Die Bauarbeiten sind bald abgeschlossen, und Neunteufel wird ihre ungewollte Funktion als Bauaufsicht aufgeben können. Ziel von Vienna Bold ist es, ein One-Stop-Shop zu werden. „Ein Kunde, der beispielsweise eine Kampagne initiieren möchte, kommt zu uns. Die einzelnen hier vorhandenen Units werden zusammengetragen; sie präsentieren zusammen den möglichen Job und wickeln ihn gemeinsam ab.” In Zukunft soll Vienna Bold auch das Marketing für alle übernehmen.
Gemeinsam kommt man voran
„Mit dem Marketing ist es dasselbe wie mit den Räumlichkeiten: Wir Kreativen arbeiten viel und gern. Wir haben einen optischen Anspruch und möchten uns in unseren Arbeitsräumen wohlfühlen. Gleichzeitig braucht es heutzutage ein repräsentatives Büro und ein gutes Marketing. Was allein schwer zu tragen ist, können wir hier gemeinsam schaffen. Gemeinsam kommen wir voran. Das ist unsere Vision, unser Ziel.”
Man ist noch auf der Suche
Insgesamt hat Vienna Bold 30 Arbeitsplätze zu besetzen, und Neunteufel ist noch auf der Suche. Einen Texter und eine zweite Grafikeinheit würde sie noch gern unter dem Dach von Vienna Bold sehen. Und auch der Bereich Social Media soll abgedeckt werden.

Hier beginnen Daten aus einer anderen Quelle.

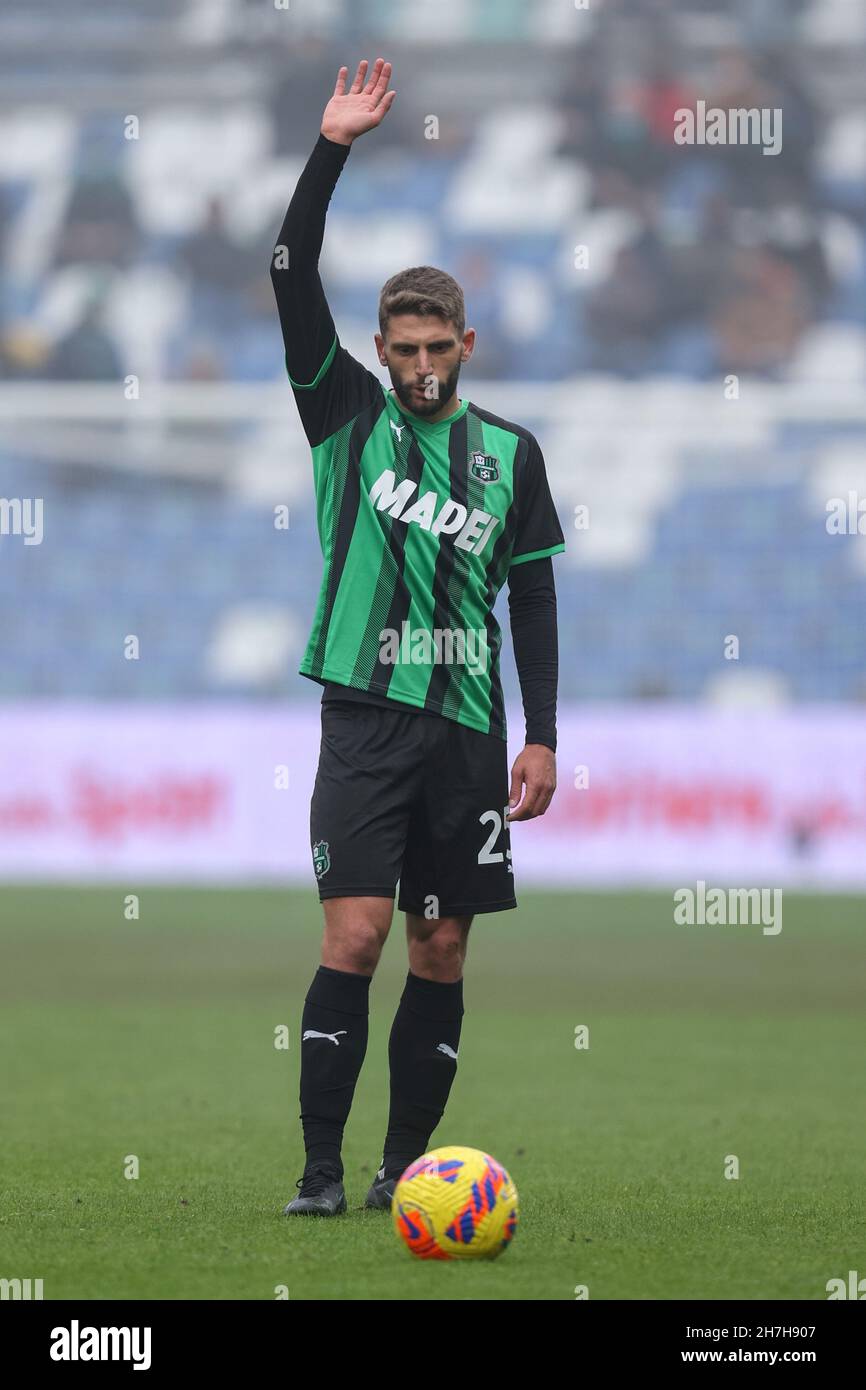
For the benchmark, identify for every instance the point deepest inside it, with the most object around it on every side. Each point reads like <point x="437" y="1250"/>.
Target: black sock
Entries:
<point x="421" y="1051"/>
<point x="338" y="1007"/>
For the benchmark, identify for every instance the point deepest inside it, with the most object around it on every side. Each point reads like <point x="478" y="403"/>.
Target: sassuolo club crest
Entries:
<point x="321" y="858"/>
<point x="484" y="466"/>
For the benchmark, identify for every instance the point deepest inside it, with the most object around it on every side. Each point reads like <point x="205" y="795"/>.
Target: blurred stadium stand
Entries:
<point x="148" y="256"/>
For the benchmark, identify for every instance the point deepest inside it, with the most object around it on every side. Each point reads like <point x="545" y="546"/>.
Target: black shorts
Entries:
<point x="401" y="795"/>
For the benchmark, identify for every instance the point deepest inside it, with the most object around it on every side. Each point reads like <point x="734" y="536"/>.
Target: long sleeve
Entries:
<point x="534" y="634"/>
<point x="330" y="384"/>
<point x="307" y="327"/>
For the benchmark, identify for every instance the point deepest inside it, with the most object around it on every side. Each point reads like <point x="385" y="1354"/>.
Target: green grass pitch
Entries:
<point x="156" y="1039"/>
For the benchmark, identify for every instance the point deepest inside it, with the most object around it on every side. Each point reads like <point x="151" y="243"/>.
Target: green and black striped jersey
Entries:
<point x="419" y="524"/>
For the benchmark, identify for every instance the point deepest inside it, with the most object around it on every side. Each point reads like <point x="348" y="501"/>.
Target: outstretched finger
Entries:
<point x="381" y="86"/>
<point x="359" y="77"/>
<point x="374" y="77"/>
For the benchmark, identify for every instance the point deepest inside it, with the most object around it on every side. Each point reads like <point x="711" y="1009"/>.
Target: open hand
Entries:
<point x="349" y="114"/>
<point x="535" y="767"/>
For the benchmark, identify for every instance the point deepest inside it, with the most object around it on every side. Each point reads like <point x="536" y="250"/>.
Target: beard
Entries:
<point x="403" y="391"/>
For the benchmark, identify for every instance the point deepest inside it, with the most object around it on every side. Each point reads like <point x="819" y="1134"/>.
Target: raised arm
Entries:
<point x="307" y="328"/>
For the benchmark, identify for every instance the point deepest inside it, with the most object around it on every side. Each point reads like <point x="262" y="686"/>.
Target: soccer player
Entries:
<point x="426" y="505"/>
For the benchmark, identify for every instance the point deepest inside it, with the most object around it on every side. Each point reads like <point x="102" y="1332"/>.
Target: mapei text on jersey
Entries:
<point x="474" y="527"/>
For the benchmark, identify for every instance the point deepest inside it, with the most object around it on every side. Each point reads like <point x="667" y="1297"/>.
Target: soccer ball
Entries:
<point x="455" y="1204"/>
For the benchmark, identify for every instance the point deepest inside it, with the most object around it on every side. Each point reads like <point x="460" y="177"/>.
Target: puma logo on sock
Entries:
<point x="312" y="1033"/>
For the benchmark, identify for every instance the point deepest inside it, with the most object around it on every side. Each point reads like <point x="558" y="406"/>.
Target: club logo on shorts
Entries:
<point x="321" y="858"/>
<point x="484" y="467"/>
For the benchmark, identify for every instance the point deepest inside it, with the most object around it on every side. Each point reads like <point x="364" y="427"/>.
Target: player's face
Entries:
<point x="423" y="356"/>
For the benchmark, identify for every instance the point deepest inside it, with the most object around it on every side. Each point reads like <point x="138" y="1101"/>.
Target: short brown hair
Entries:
<point x="423" y="289"/>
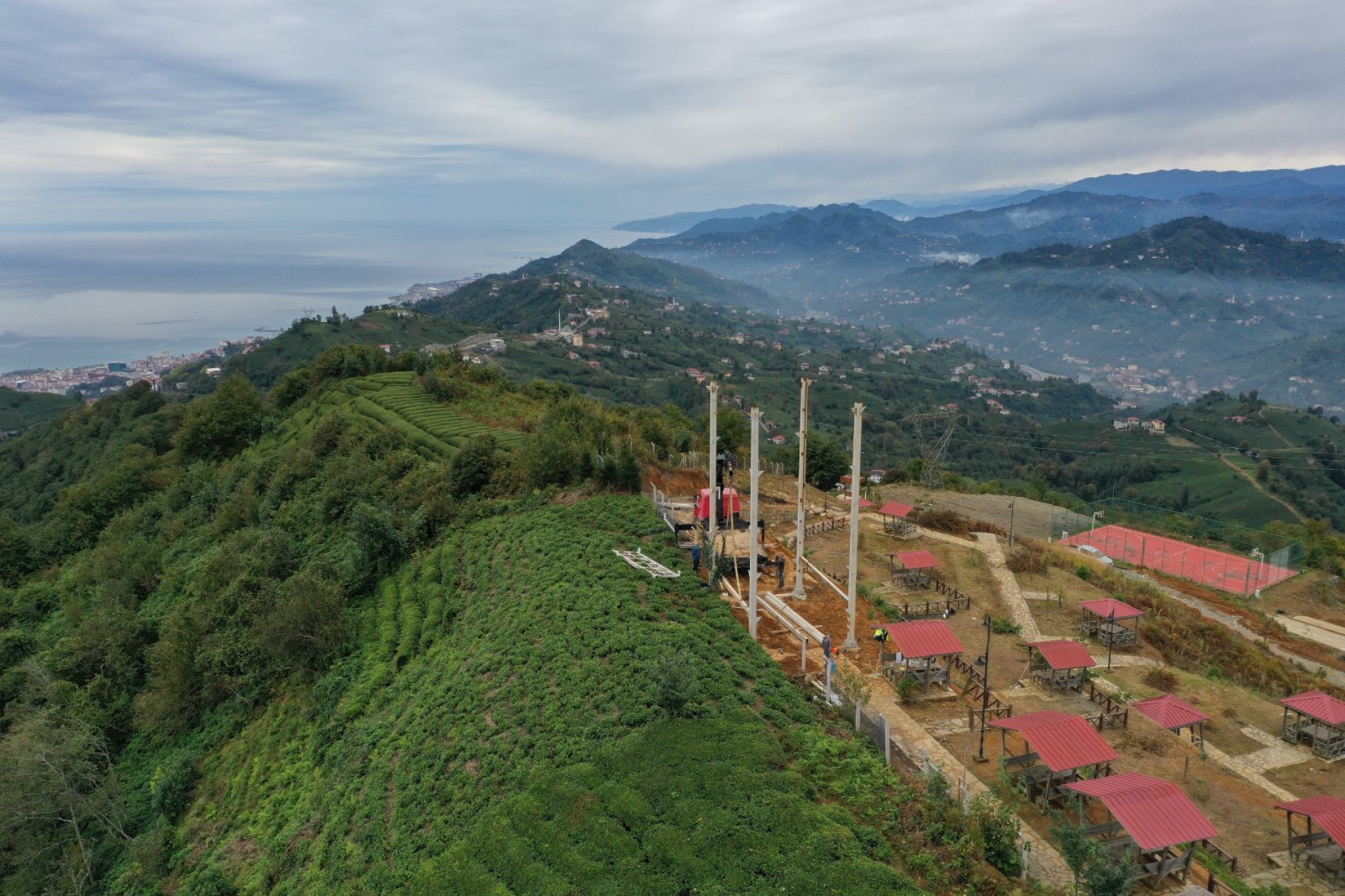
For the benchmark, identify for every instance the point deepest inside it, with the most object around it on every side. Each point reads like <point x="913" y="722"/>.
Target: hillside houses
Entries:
<point x="1136" y="424"/>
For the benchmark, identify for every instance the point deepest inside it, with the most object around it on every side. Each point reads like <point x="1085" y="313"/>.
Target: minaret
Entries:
<point x="799" y="594"/>
<point x="752" y="522"/>
<point x="854" y="521"/>
<point x="715" y="461"/>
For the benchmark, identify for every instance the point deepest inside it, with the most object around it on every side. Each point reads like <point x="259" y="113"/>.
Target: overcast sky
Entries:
<point x="603" y="110"/>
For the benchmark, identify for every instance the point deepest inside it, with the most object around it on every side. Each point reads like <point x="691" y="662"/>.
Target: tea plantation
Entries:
<point x="499" y="732"/>
<point x="335" y="641"/>
<point x="394" y="401"/>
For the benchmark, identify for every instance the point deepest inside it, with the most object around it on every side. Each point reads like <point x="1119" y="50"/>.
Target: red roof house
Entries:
<point x="917" y="560"/>
<point x="926" y="649"/>
<point x="732" y="505"/>
<point x="1318" y="849"/>
<point x="1317" y="720"/>
<point x="1109" y="618"/>
<point x="1062" y="666"/>
<point x="1175" y="714"/>
<point x="1156" y="814"/>
<point x="1063" y="744"/>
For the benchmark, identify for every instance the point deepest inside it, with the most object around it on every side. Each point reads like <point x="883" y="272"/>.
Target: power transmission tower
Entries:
<point x="934" y="432"/>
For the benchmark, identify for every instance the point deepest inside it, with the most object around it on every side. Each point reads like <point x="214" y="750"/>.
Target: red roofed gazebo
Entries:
<point x="1108" y="619"/>
<point x="926" y="649"/>
<point x="1156" y="817"/>
<point x="1062" y="665"/>
<point x="1318" y="849"/>
<point x="917" y="567"/>
<point x="731" y="507"/>
<point x="1317" y="720"/>
<point x="895" y="519"/>
<point x="1175" y="714"/>
<point x="1059" y="748"/>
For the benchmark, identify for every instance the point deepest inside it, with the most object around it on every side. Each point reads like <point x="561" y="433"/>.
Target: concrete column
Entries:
<point x="715" y="466"/>
<point x="799" y="594"/>
<point x="854" y="519"/>
<point x="752" y="519"/>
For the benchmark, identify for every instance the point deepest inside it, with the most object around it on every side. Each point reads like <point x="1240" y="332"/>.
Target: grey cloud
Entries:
<point x="747" y="98"/>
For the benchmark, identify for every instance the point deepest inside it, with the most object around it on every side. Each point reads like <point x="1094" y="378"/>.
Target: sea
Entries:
<point x="85" y="295"/>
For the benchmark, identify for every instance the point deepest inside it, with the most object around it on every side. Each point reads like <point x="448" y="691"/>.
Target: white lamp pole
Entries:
<point x="715" y="461"/>
<point x="854" y="519"/>
<point x="752" y="522"/>
<point x="799" y="594"/>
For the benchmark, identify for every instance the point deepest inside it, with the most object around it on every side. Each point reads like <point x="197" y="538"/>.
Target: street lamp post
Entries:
<point x="985" y="686"/>
<point x="1111" y="635"/>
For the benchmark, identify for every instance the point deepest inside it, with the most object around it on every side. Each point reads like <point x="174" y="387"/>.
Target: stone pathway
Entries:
<point x="1276" y="754"/>
<point x="1005" y="582"/>
<point x="1235" y="625"/>
<point x="1291" y="875"/>
<point x="947" y="727"/>
<point x="1247" y="771"/>
<point x="1044" y="861"/>
<point x="1121" y="661"/>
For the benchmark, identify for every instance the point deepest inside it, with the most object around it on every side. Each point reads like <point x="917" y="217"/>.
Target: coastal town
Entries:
<point x="92" y="381"/>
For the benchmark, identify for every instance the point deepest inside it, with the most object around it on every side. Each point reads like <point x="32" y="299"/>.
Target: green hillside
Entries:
<point x="1169" y="305"/>
<point x="530" y="299"/>
<point x="23" y="409"/>
<point x="292" y="644"/>
<point x="518" y="659"/>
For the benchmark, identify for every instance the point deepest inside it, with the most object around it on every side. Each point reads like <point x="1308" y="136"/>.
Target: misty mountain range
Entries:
<point x="1177" y="183"/>
<point x="1197" y="279"/>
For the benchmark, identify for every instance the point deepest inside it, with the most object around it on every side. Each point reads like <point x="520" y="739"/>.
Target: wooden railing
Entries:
<point x="975" y="692"/>
<point x="828" y="524"/>
<point x="953" y="601"/>
<point x="1221" y="854"/>
<point x="963" y="601"/>
<point x="1114" y="714"/>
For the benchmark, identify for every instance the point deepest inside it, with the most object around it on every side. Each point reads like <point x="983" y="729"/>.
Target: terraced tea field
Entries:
<point x="396" y="400"/>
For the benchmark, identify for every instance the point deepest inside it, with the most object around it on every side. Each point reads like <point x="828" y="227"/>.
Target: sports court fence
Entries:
<point x="1211" y="552"/>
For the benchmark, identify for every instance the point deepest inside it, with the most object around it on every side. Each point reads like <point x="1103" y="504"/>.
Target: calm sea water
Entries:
<point x="78" y="296"/>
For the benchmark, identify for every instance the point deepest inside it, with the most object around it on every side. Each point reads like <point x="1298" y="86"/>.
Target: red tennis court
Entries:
<point x="1208" y="567"/>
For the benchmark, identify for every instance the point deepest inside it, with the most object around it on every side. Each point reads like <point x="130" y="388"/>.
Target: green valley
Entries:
<point x="369" y="632"/>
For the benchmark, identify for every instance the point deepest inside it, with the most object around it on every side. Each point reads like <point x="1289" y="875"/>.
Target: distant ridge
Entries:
<point x="681" y="221"/>
<point x="482" y="302"/>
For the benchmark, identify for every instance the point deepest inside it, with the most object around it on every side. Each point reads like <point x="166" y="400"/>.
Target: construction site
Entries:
<point x="1064" y="685"/>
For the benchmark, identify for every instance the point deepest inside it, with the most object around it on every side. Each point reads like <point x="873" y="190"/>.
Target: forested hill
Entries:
<point x="368" y="632"/>
<point x="23" y="409"/>
<point x="1193" y="247"/>
<point x="589" y="263"/>
<point x="1176" y="300"/>
<point x="679" y="221"/>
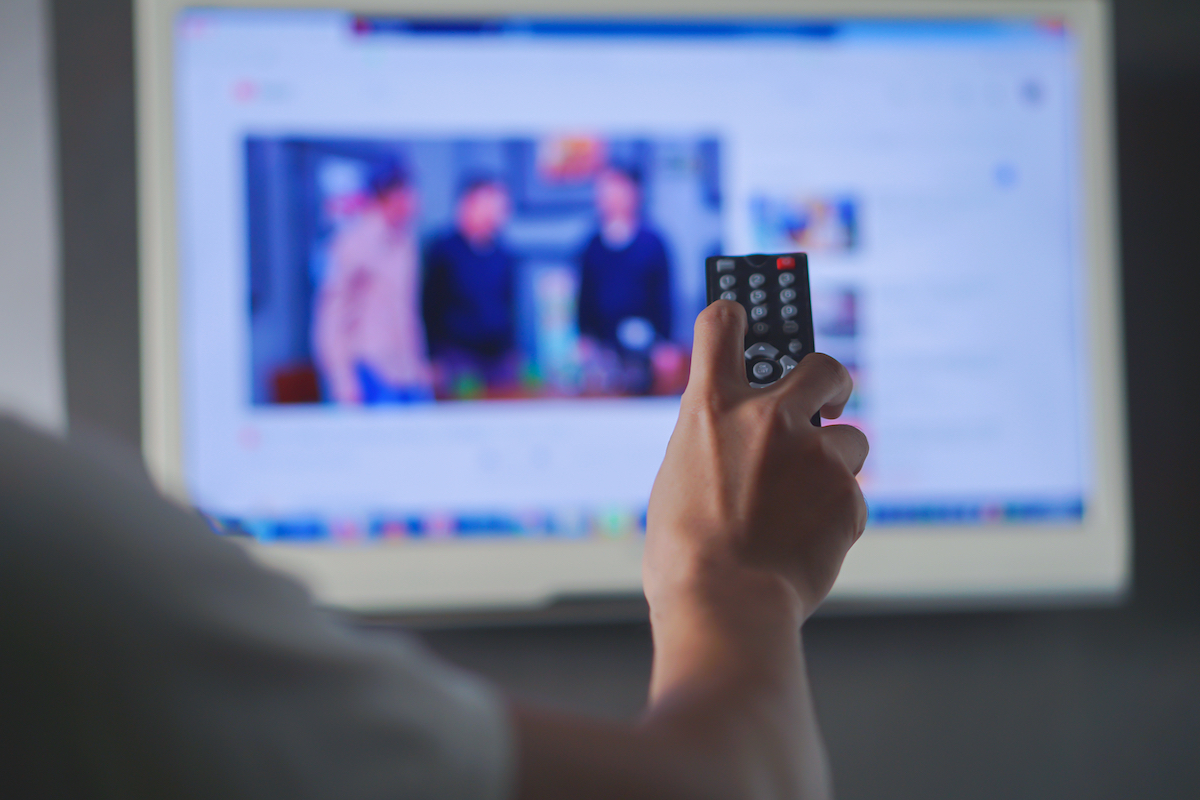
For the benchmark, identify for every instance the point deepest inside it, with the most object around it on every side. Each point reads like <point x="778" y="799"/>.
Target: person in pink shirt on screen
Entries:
<point x="369" y="337"/>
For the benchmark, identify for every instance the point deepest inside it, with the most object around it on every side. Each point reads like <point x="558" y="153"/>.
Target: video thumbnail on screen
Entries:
<point x="419" y="270"/>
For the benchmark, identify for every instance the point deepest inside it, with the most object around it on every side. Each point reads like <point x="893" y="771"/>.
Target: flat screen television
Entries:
<point x="419" y="280"/>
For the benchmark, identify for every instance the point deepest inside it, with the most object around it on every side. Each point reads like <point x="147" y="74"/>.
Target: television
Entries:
<point x="419" y="280"/>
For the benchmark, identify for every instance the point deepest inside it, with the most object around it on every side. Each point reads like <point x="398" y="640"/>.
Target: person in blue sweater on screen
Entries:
<point x="468" y="293"/>
<point x="625" y="278"/>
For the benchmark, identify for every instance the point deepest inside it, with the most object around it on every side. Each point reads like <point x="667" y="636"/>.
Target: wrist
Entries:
<point x="718" y="621"/>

Einmal im Jahr vergibt die Kreativagentur zudem ein Stipendium; mittels Pitch sucht man nach einem Rookie, der für ein Jahr Teil von Vienna Bold wird.
Wer hier arbeiten möchte, wird keine weiteren offen Wünsche haben, wird aber auch umdenken müssen. Fixe Arbeitsplätze? Fehlanzeige. Vienna Bold ein Shared Office? Von wegen.